Monash scientists build chip that generates, routes and reads light-based quantum signals in one device

Monash University researchers built a single chip that generates, steers, and reads light-based quantum data in one device. It runs at room temperature and encoded two images at once in tests.

Categorized in: AI News Science and Research
Published on: Jun 02, 2026
Monash scientists build chip that generates, routes and reads light-based quantum signals in one device

Monash researchers build light-powered chip that generates, steers, and reads quantum information

Scientists at Monash University have created a single chip that produces, directs, and converts light-based information in one integrated system. The device uses atomically thin materials and nanoscale structures to control a quantum property of light called the "valley" degree of freedom, enabling new ways to encode and process data.

The breakthrough, published in Nature Photonics, addresses a long-standing limitation in valleytronics research. Until now, researchers could generate or detect valley-encoded signals separately, but not perform both operations-plus routing-within one device.

How the chip works

The device stacks ultra-thin materials just a few atoms thick with specially engineered nanostructures called metasurfaces. This combination lets researchers control light at extremely small scales without relying on direct material growth on photonic structures, which had posed technical obstacles.

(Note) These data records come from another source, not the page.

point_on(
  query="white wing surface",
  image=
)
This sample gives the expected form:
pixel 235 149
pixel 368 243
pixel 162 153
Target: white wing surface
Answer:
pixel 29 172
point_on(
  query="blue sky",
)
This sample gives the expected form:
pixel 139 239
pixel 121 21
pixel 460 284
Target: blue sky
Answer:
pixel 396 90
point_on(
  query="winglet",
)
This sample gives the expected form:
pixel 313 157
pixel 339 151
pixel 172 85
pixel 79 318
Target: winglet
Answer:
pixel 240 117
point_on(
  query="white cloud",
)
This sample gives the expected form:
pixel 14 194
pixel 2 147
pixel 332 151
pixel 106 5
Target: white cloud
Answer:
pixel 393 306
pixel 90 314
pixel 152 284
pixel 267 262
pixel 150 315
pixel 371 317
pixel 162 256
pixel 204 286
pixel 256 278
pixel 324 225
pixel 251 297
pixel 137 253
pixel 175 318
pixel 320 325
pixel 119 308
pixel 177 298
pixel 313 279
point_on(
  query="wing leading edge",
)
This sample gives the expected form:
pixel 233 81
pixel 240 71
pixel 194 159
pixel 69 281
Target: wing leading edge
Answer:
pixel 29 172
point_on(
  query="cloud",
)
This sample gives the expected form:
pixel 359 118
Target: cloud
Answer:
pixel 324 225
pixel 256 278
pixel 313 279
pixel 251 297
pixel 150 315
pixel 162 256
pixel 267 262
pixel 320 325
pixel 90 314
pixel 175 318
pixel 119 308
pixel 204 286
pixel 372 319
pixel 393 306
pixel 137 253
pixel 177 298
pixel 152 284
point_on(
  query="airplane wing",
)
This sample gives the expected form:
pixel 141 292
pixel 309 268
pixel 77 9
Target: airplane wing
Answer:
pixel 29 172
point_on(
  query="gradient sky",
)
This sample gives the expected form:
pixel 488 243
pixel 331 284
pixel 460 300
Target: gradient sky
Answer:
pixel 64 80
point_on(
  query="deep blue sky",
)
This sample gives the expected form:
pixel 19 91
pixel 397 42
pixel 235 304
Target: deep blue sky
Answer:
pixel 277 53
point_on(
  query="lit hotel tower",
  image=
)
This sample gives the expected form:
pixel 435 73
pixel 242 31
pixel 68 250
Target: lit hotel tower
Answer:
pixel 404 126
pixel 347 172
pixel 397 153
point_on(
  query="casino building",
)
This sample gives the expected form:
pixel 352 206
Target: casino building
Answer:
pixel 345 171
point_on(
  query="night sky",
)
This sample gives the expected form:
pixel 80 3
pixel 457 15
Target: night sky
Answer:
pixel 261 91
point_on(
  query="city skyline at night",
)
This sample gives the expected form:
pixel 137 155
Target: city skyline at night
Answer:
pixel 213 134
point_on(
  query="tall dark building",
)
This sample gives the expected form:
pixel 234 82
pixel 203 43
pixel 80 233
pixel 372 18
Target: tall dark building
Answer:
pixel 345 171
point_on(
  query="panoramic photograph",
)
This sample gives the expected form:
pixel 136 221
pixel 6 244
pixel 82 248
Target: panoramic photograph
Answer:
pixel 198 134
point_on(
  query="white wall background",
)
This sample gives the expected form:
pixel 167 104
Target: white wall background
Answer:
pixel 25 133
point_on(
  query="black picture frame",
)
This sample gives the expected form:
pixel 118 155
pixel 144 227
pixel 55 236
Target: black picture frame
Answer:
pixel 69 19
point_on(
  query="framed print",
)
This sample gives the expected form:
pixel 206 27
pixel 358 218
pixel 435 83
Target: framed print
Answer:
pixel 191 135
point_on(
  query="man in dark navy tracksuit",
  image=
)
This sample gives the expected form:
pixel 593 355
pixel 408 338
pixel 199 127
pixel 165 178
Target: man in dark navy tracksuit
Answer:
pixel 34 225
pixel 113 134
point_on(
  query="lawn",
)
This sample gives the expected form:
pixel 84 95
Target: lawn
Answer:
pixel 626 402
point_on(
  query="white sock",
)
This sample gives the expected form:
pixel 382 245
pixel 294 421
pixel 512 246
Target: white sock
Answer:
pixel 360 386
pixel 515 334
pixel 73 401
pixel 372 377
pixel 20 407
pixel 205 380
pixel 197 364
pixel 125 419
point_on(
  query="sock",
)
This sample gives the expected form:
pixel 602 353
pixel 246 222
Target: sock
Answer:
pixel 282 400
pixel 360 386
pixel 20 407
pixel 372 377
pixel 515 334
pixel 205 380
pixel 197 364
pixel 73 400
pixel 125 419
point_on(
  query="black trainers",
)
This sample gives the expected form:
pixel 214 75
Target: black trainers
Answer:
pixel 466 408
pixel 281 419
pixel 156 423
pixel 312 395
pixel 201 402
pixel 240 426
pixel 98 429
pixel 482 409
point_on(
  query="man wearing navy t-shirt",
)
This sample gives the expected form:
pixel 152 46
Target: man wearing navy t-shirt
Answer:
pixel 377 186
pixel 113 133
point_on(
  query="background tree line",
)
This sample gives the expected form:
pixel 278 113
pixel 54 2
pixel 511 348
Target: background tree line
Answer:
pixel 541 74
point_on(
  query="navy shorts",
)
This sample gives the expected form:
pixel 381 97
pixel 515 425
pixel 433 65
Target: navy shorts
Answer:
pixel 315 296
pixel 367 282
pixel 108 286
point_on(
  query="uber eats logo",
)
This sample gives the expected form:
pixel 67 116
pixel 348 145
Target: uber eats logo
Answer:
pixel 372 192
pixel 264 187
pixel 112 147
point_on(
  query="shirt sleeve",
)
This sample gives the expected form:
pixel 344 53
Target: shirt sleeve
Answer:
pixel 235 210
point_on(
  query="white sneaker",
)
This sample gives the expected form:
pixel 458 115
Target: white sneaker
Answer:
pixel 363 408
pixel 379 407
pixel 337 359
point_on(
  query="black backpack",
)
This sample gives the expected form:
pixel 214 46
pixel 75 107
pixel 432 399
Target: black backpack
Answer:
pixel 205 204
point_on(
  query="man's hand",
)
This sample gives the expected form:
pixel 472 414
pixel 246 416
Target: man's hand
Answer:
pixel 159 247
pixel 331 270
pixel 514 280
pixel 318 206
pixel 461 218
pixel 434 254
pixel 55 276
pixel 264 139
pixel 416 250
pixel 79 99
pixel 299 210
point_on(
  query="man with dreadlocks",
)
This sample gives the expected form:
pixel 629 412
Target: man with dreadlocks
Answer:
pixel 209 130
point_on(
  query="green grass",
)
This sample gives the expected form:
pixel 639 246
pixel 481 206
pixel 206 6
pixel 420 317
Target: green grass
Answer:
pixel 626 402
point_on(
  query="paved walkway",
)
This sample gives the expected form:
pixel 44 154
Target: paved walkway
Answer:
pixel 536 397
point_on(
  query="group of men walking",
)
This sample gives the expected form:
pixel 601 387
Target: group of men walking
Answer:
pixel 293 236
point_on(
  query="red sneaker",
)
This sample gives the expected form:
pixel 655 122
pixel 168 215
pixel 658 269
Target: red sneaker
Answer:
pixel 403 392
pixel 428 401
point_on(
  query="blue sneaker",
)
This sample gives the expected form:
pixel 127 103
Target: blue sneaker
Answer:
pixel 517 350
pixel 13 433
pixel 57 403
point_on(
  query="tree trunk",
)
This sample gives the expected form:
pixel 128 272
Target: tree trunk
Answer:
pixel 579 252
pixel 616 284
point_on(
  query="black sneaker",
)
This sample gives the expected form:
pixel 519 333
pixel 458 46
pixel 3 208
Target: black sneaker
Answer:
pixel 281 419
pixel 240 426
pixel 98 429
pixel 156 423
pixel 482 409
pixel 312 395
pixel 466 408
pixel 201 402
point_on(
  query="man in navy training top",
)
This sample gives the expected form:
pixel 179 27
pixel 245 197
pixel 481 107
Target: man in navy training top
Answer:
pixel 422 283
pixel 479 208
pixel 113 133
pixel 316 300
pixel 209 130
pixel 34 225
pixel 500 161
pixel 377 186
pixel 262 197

The chip operates at room temperature, a significant advantage over many quantum systems that require extreme cooling. This makes the technology more practical for real-world deployment.

Demonstrated capabilities

Researchers tested the chip by encoding and processing two separate images simultaneously, showing it can handle multiple information streams at once. This capacity matters for future computing systems that need to process parallel data flows.

The device achieves high precision in creating, routing, and reading information encoded in valley states. Light-based processing offers massive bandwidth and lower energy consumption than traditional electrical approaches.

Potential applications

The technology could support faster computing, reduce energy use, and enable new methods for secure communications and advanced data processing. Applications span quantum computing, advanced imaging, and next-generation optical communication systems.

The international team included researchers from Monash University, Singapore University of Technology and Design, LMU Munich, and the University of Technology Sydney. The collaboration combined expertise across nanophotonics, two-dimensional materials, and optoelectronics.